Professionalism, fundamental to leadership
By Chief Master Sgt. Frank J. Lakotich, 86th Civil Engineer Squadron operations superintendent
/ Published May 12, 2015
RAMSTEIN AIR BASE, Germany --
As I look around and interact with the Airmen assigned to Ramstein and within the Kaiserslautern Military Community, I'm truly amazed at the number of technological advances the Air Force has experienced since I joined 27 years ago.
As basic as advancing from carbon-copy forms, typewriters and the skills to manually operate them to autofill digital forms and computers on each desk, the past several decades have proven our abilities to leverage technology to do more with less.

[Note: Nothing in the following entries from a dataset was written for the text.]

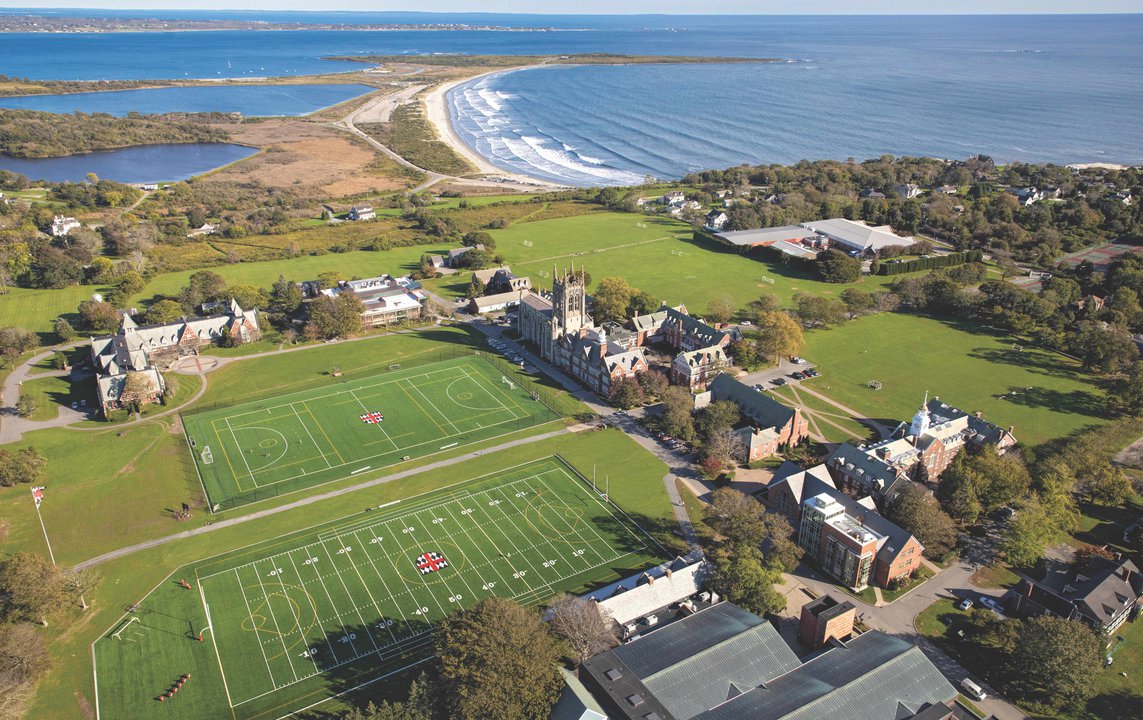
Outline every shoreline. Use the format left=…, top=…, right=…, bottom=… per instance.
left=423, top=65, right=574, bottom=190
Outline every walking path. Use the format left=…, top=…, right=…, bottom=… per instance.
left=74, top=427, right=572, bottom=570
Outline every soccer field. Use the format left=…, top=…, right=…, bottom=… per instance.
left=96, top=457, right=661, bottom=720
left=183, top=355, right=557, bottom=510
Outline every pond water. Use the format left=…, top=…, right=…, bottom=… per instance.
left=0, top=85, right=375, bottom=117
left=0, top=143, right=257, bottom=183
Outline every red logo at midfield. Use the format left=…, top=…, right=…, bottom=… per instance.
left=413, top=552, right=448, bottom=575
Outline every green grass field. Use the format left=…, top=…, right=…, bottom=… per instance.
left=183, top=355, right=558, bottom=509
left=94, top=457, right=663, bottom=720
left=805, top=313, right=1106, bottom=446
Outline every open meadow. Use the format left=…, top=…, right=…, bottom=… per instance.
left=805, top=313, right=1108, bottom=447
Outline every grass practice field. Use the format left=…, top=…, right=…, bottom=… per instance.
left=94, top=457, right=662, bottom=720
left=183, top=355, right=557, bottom=509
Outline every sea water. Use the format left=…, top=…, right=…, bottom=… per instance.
left=0, top=11, right=1143, bottom=185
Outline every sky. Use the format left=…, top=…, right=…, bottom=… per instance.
left=0, top=0, right=1143, bottom=15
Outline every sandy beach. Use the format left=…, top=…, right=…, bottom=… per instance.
left=424, top=65, right=569, bottom=187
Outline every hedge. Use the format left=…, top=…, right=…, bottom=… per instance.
left=877, top=250, right=984, bottom=275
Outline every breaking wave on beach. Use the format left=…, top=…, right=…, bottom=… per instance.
left=447, top=74, right=644, bottom=187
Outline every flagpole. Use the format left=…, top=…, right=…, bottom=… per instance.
left=35, top=503, right=56, bottom=565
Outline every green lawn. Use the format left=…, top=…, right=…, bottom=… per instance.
left=95, top=457, right=663, bottom=720
left=914, top=600, right=1143, bottom=720
left=24, top=430, right=667, bottom=718
left=183, top=346, right=559, bottom=510
left=805, top=313, right=1106, bottom=446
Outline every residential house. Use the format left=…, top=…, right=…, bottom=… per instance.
left=51, top=215, right=83, bottom=238
left=1016, top=555, right=1143, bottom=639
left=695, top=373, right=809, bottom=463
left=706, top=210, right=730, bottom=230
left=347, top=205, right=377, bottom=221
left=765, top=463, right=925, bottom=591
left=89, top=299, right=261, bottom=415
left=801, top=217, right=916, bottom=254
left=321, top=274, right=429, bottom=328
left=580, top=602, right=957, bottom=720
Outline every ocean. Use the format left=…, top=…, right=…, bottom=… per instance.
left=0, top=11, right=1143, bottom=185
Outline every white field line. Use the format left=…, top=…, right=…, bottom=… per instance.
left=289, top=553, right=337, bottom=670
left=321, top=541, right=381, bottom=656
left=234, top=568, right=278, bottom=690
left=226, top=417, right=258, bottom=487
left=350, top=385, right=401, bottom=453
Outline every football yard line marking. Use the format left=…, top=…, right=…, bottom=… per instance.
left=288, top=553, right=337, bottom=670
left=226, top=417, right=258, bottom=487
left=235, top=568, right=282, bottom=688
left=289, top=403, right=333, bottom=467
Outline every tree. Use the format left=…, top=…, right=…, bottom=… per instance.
left=1076, top=459, right=1132, bottom=506
left=608, top=377, right=644, bottom=410
left=1000, top=497, right=1055, bottom=567
left=119, top=370, right=158, bottom=413
left=78, top=301, right=119, bottom=333
left=710, top=545, right=786, bottom=615
left=16, top=392, right=39, bottom=417
left=0, top=447, right=48, bottom=488
left=547, top=594, right=617, bottom=665
left=636, top=370, right=671, bottom=400
left=437, top=598, right=563, bottom=720
left=1012, top=615, right=1103, bottom=709
left=143, top=299, right=186, bottom=325
left=660, top=386, right=695, bottom=441
left=758, top=312, right=806, bottom=362
left=54, top=318, right=75, bottom=343
left=886, top=483, right=957, bottom=559
left=178, top=270, right=227, bottom=314
left=0, top=552, right=67, bottom=626
left=268, top=275, right=302, bottom=315
left=591, top=278, right=634, bottom=323
left=306, top=293, right=365, bottom=339
left=706, top=295, right=735, bottom=325
left=814, top=248, right=861, bottom=282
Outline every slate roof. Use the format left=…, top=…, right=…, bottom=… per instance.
left=710, top=373, right=794, bottom=429
left=695, top=631, right=957, bottom=720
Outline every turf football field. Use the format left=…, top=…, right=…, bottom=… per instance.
left=183, top=355, right=555, bottom=510
left=95, top=457, right=660, bottom=720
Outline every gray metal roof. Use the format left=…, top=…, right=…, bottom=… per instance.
left=695, top=631, right=957, bottom=720
left=714, top=225, right=817, bottom=247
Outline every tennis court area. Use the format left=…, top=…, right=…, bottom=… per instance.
left=96, top=456, right=661, bottom=720
left=183, top=355, right=557, bottom=510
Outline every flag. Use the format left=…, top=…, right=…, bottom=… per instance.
left=413, top=552, right=448, bottom=575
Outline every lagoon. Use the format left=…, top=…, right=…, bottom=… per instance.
left=0, top=85, right=375, bottom=117
left=0, top=143, right=257, bottom=183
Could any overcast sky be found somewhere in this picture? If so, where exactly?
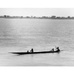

Still, one thing has not changed through the years; the demand for our Airmen to be the most dedicated and true professionals our country has to offer. Professionalism has and always will be the foundation for which our missions and core values are built upon and strengthens our ability to work as a team to accomplish anything.
I've been asked by many Airmen what the one skillset imperative to being a successful leader is. That skillset is professionalism, period. The follow-up question usually is my definition of the word, and I always respond without a definition but a series of questions for them to answer.
Do you 'lead by example?' Do you walk by that piece of trash on the ground, or do you stop and pick it up? Do you address everyone as 'sir' or 'ma'am', say 'please' or 'thank you' when appropriate, and treat others as you want to be treated? Do you actively listen to folks when they're talking to you, or are you preoccupied with your smartphone multitasking? These are but a few observations I ask folks to reflect upon to help define the term 'professional.'
But professionalism doesn't stop there or at the end of each shift when we go home for the day. We're Airmen - 24 hours a day, seven days a week. We're expected to maintain those professional behaviors off duty, too.
When standing in line seven-people-deep with only one register open, when posting our opinions on social networking sites, and when interacting with our host nation friends, the expectation to be professional remains steadfast and without question.
So, before you put your 'Facebook lawyer' hat on and post something, ask yourself if this is something you're ready to answer to with your leadership. If the answer to that question is no or you hesitated in your decision, then it's probably a safe bet it's not professional.
It is very important to remember we're ambassadors here, and our behavior while stationed abroad reflects not only on ourselves but the country we swore to defend. It's expected we treat our hosts with the utmost professionalism while guests in their country.
Why am I sharing this with you? With the constant mission churn, numerous changes the past year in our processes, and our heavy deployment requirements on the horizon, now more than ever is the time to reflect on ourselves and tighten up those behaviors which don't measure up to the expectation.
I see and address it every day. With everyone's continued effort to exceed expectations, 'Good-ship Ramstein' will continue to be the place to be in Europe, and I have no doubt for many years to come. It starts with your professionalism. Are you ready to lead?